Thursday, December 4, 2008

Happy Birthday Precious!!!

Carefully now
Counting out 9 candles. . .

9 YEARS OLD!!!!!!!!!!!!!!!! WOW!
First things first, it was been an interesting 9 years, baby. I mean that in the most incredible way- you have brought so much light and love to my life, and I cannot believe that we have come this far.
For the first time since you were diagnosed, I have a sense of calm, peace about your future, Precious. I look into your eyes when we are talking about things, and after about 5 minutes of conversation, I realize we are having a conversation, the two of us, just like any mother and son would. . .and I almost cry. . .but because I am happy, not because I do not know what to do.
I remember so well, how all of that felt, getting into grad school- Master's not doctoral, being so excited, and that diagnosis hit like a ton of bricks.

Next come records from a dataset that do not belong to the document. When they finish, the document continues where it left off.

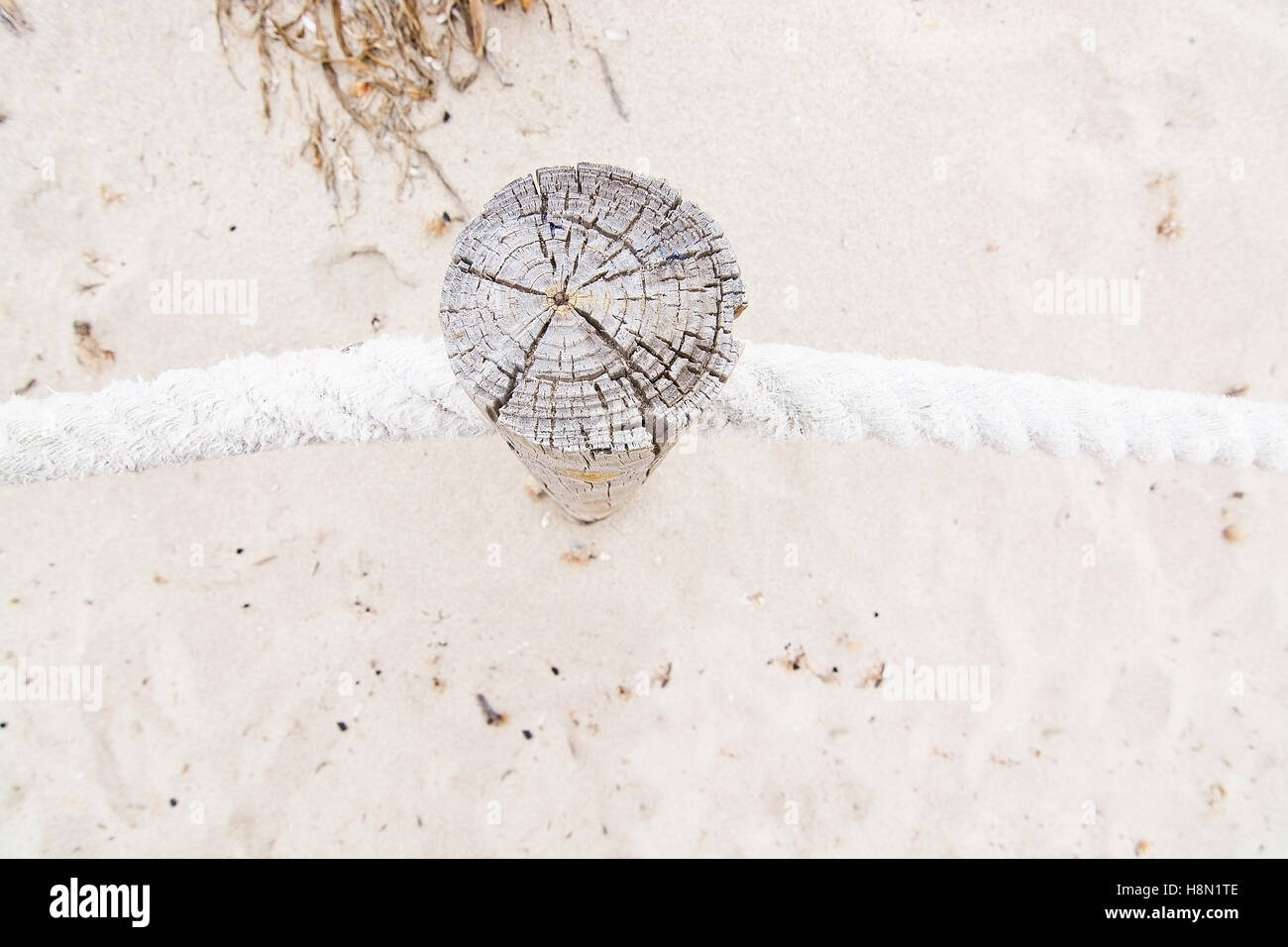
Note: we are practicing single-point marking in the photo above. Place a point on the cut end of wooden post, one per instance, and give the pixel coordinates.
(588, 312)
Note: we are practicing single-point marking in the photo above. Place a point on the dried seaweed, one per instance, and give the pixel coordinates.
(378, 59)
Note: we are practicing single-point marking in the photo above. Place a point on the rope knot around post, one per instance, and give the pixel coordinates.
(588, 312)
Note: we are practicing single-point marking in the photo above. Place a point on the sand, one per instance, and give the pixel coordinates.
(292, 644)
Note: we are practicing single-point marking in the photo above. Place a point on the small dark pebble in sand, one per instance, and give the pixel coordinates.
(492, 716)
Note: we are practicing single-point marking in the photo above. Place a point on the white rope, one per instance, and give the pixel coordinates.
(403, 388)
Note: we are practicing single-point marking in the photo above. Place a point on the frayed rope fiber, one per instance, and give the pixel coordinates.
(403, 388)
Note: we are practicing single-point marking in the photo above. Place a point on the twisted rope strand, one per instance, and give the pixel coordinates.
(403, 388)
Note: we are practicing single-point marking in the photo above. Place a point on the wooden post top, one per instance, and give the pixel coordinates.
(588, 312)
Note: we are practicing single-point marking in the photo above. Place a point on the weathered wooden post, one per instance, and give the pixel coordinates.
(589, 312)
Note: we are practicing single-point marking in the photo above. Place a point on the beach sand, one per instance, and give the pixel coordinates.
(292, 646)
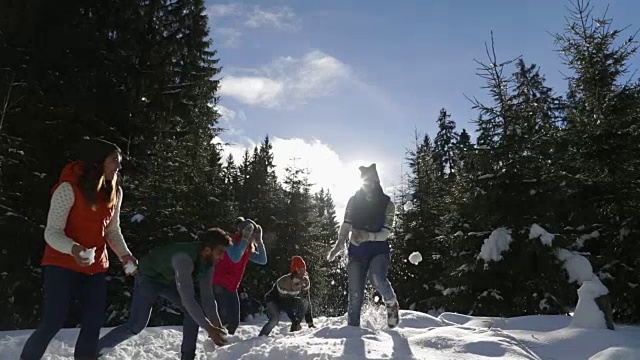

The flailing around in the red tape nightmare, trying to get some sense of how I was going to get all of this done AND graduate. . .I know, selfish, but hey, it was a challenge I had to deal with, and you have to know by now, your mom is all about proving people wrong about dire situations and impossibilities. . .I do not always win, but I have never quit.
And we did not, ever quit, did we kiddo? I pushed, you pulled. I shoved, you dug in, and bit by bit, I got through to you, and now, at 9 years old, I have every hope that the life you lead as an adult will include a partner, maybe children. . .but you will have so many options open to you, because of that miracle that has come over the past few years- your ability to communicate. From teaching you sign language, to PECs to computer assisted learning, to full on, full bore sentences that just blow me away. . .I actually had to tell you to "pipe down" on Monday. . .WOW, you are talking so much I have to shush you!!!
You are afraid of storms and rain, you come to me at night for comfort after "bad dreams" you describe perfectly your needs and wants, you ASKED FOR SPECIFIC PRESENTS FOR TODAY- YOU ATE CAKE TODAY. . .for the first time ever. You are Precious, and today for the first time I feel like I made the right choice for how we would take this road, together, and with some very clear assumptions.
You were Precious, an autistic kid, not an autistic kid named Precious. You would be expected to do everything your brothers and sister did, without exception, unless otherwise excused. . .I have yet to find one. You would be treated like any other kid, chores, and such, with the point being that no matter what, you would be capable until proven otherwise.
Potty training, new foods, new schools, new places, new people, all of these things, you had to deal with. I carried you out of places when you refused to walk, and MADE you walk when you tried to squirm out. . .you did not get away with much, well, except for some in your life who wanted to treat you as 'special' in the sense that they assumed the worst, and I would not accept that. The fights with the school, with family, with myself, and all the while just trying to keep the rain from getting too much on all of us, baby I am so proud of you today, and every day. When I say I love you, and you say it back, I know you know what it means- it means I am here when you are afraid, I am behind you when you try, I catch you when you fall, dust you off and send you back out to try again, I am your cheerleader, your taskmaster, your harshest critic, and your biggest fan. . .I am your Ema. . .and I love you.